Some concerns were raised on the requirement of DNS in the resolution of LSIDs. Other resolution models are supported by the LSID specification, but not implemented yet. LSIDs have less opacity (DNS domain name used as part of the LSID) than DOI and Handle were also discussed, but not weighted in disfavor of LSID. A central body to supervise the assignment and resolving of the GUID is a better guarantee of uniqueness for never assigning the same GUID twice as well as a guarantee of the GUID being resolved. Each individual DOI is registered in the central DOI index. But several use cases of GUID for biodiversity objects/entities demanded a more flexible model. LSID authorities are more flexible to establish and depend only on modification of the DNS SRV record to define that a LSID service is provided from this Internet domain. 

Both the Handle System and DOI are proprietary technologies. The patent holders could choose to become more restrictive on the use of the technology in the future. The LSID technology is more open and responsibility for the further development of the LSID framework could be taken over by TDWG or other bodies if the present LSID developers reduce activity or move in a direction unsuitable to the biodiversity domain.


9. Recommendations/Actions to be taken:
Set up a LSID authority at IPGRI for the Germplasm/Accession Clearing House Mechanism.

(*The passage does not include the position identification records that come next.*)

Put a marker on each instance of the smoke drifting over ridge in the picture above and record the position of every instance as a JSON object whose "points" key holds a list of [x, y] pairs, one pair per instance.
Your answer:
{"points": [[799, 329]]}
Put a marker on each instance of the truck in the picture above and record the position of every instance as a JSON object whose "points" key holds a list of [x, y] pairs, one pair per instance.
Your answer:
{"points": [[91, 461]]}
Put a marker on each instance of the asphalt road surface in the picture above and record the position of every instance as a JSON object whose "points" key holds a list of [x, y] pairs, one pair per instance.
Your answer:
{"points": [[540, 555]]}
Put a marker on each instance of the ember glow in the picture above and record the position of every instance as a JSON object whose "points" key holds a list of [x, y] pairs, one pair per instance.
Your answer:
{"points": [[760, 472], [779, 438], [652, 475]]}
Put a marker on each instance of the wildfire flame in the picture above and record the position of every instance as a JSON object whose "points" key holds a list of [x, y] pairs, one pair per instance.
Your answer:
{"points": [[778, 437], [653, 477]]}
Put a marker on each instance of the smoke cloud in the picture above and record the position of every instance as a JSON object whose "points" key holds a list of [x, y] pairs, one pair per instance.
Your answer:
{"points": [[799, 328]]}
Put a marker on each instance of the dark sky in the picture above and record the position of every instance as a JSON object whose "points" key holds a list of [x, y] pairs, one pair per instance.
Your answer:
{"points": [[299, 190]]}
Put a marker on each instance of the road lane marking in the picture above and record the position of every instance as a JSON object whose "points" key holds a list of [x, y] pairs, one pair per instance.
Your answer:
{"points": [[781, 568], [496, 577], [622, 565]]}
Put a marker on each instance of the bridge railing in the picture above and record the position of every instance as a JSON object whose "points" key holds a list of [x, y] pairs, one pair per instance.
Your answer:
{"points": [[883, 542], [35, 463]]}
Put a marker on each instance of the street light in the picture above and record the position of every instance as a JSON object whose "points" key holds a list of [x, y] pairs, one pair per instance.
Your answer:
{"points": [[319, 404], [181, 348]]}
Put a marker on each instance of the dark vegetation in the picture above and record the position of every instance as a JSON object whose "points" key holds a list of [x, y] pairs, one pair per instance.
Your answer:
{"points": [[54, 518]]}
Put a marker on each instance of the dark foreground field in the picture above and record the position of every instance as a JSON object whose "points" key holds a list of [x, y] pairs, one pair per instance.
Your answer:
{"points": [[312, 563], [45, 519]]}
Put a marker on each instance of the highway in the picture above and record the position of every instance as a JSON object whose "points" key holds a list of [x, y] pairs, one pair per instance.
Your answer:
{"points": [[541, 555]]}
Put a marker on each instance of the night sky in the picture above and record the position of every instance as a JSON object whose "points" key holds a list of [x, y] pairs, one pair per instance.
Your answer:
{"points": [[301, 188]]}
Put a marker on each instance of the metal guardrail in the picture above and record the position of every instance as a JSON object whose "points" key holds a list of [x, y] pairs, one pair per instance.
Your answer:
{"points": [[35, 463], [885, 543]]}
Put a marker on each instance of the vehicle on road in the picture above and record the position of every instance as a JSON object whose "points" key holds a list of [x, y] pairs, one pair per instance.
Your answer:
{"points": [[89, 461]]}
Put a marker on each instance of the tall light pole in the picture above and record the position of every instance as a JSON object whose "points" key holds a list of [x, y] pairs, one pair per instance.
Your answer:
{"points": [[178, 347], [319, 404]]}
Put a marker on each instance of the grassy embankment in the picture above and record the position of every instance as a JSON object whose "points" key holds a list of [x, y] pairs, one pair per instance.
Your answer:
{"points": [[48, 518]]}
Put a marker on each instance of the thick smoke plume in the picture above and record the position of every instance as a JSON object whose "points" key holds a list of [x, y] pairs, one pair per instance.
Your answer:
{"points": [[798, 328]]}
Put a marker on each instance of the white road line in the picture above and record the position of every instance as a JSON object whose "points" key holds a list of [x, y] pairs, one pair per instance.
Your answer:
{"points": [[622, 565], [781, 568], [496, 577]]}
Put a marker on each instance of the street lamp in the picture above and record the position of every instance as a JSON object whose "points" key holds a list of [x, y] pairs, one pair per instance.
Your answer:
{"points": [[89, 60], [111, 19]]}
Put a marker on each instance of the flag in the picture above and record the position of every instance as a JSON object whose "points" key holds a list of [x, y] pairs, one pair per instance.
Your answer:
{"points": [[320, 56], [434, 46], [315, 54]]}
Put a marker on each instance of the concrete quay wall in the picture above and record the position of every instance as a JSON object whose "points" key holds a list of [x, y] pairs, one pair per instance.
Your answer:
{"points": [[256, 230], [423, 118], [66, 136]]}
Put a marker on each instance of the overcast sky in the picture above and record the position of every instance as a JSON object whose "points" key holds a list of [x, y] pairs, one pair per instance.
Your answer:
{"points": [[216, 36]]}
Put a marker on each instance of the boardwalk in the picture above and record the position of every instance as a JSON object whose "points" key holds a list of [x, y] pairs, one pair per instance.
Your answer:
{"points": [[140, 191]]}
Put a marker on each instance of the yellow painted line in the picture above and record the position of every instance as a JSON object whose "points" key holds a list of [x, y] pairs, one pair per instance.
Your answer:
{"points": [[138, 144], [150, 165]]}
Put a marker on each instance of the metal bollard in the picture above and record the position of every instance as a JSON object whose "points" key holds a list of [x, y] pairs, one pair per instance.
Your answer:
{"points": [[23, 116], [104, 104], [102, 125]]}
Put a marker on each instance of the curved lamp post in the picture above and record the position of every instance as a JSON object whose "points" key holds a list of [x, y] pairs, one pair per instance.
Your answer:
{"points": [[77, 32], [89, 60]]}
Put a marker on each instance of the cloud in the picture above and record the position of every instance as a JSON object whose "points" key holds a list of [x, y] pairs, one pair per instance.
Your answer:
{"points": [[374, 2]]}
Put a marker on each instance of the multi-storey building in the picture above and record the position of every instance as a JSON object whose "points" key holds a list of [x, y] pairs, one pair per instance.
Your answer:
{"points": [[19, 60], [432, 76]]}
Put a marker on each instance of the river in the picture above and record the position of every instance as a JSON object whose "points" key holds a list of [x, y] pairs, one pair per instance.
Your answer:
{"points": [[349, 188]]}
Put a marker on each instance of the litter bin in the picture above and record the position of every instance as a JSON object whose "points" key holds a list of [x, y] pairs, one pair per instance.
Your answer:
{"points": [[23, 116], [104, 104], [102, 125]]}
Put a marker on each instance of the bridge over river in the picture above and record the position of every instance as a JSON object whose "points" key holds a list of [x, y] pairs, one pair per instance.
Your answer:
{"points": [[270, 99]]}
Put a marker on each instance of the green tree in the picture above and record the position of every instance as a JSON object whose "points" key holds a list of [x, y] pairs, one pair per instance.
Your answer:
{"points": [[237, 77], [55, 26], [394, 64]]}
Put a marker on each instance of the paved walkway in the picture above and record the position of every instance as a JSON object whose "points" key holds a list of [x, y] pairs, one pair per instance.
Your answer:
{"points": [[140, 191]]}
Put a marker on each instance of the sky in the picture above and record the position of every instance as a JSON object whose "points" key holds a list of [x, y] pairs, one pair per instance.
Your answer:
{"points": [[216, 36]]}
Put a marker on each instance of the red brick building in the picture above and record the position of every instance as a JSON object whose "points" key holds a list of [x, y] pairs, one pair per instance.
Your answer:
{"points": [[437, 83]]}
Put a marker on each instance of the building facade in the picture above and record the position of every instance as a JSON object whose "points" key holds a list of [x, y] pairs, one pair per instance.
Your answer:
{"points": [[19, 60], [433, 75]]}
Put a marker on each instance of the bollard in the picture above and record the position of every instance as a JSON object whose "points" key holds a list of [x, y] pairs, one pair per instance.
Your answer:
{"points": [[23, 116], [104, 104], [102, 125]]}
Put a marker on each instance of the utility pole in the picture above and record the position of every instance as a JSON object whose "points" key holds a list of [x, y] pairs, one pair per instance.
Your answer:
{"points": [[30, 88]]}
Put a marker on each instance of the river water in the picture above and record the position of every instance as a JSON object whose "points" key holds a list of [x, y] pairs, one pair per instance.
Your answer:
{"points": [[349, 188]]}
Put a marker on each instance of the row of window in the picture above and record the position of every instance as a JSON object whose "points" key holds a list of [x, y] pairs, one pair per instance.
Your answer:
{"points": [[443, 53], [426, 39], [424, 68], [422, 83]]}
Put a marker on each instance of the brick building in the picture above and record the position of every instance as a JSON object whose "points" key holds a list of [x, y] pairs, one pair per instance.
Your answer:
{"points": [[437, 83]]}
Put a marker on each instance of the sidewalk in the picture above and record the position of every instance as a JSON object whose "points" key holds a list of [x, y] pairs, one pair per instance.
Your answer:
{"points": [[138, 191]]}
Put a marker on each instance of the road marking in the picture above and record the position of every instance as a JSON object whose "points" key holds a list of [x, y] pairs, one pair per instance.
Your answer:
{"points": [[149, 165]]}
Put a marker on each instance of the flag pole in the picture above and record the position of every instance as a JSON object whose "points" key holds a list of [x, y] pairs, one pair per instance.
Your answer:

A central LSID authority to issue and resolve LSID for the germplasm domain could be established and hosted from IPGRI. The same cautious distributed model as recommended from TDWG should preferably be maintained. It is not expected that the individual genebank institutes will jump on the opportunity to implement LSID authorities just because recommended to do so from GBIF/TDWG (and IPGRI?). The utility of the GUID is less obvious for a local information system. The utilities of LSIDs are more important for aggregators of dynamic distributed data like the EURISCO, SINGER, Germplasm/Accession CHM, and GBIF data portal. For a local information system a local unique identifier is sufficient and the extra work (and costs) to build, maintain and resolve a global unique identifier is hard to justify from the local funding. It is however possible to establish and curate a central authority to issue and resolve LSID to local germplasm data units. The central authority will need to curate the bounding between the LSID and the local germplasm data unit unless a commitment to maintain the bounding is made form the local/source data provider. For germplasm accessions there is already a commitment from the European genebanks providing data to the EURISCO catalogue to maintain unique resolution of the accession based on a composite key of accession number/catalogue number, holding institute code (WIEWS institute codes) and genus name. Other similar commitments of stable, unique and persistent bounding of metadata and germplasm objects could be made/identified and used in the resolution of the LSID to the germplasm units. The local genebank information systems should be encouraged to include and to provide the LSID as part of the unit level/passport data. The better option is if with time the local genebank systems will establish their own local LSID authorities.

The central germplasm LSID authority should be designed to allow for local genebank information systems to establish local LSID authority services. Two overall strategies can be followed. The LSIDs issued can be divided to virtual authorities that later can be moved to the local data providing institute. The LSID issued from the central authority (IPGRI) can remain at the central authority and in the case of a local LSID authority resolving the same, or probably a completely new LSID, the central LSID authority will simply resolve (redirect service of) the LSID to the local authority. With a robust model to refresh dynamic metadata from the source of the type planned for the Germplasm/Accession Clearing House Mechanism index the central LSID authority would perhaps remain sufficient for most genebank institutes.


10. Distribution outside IPGRI: No limitations from my side.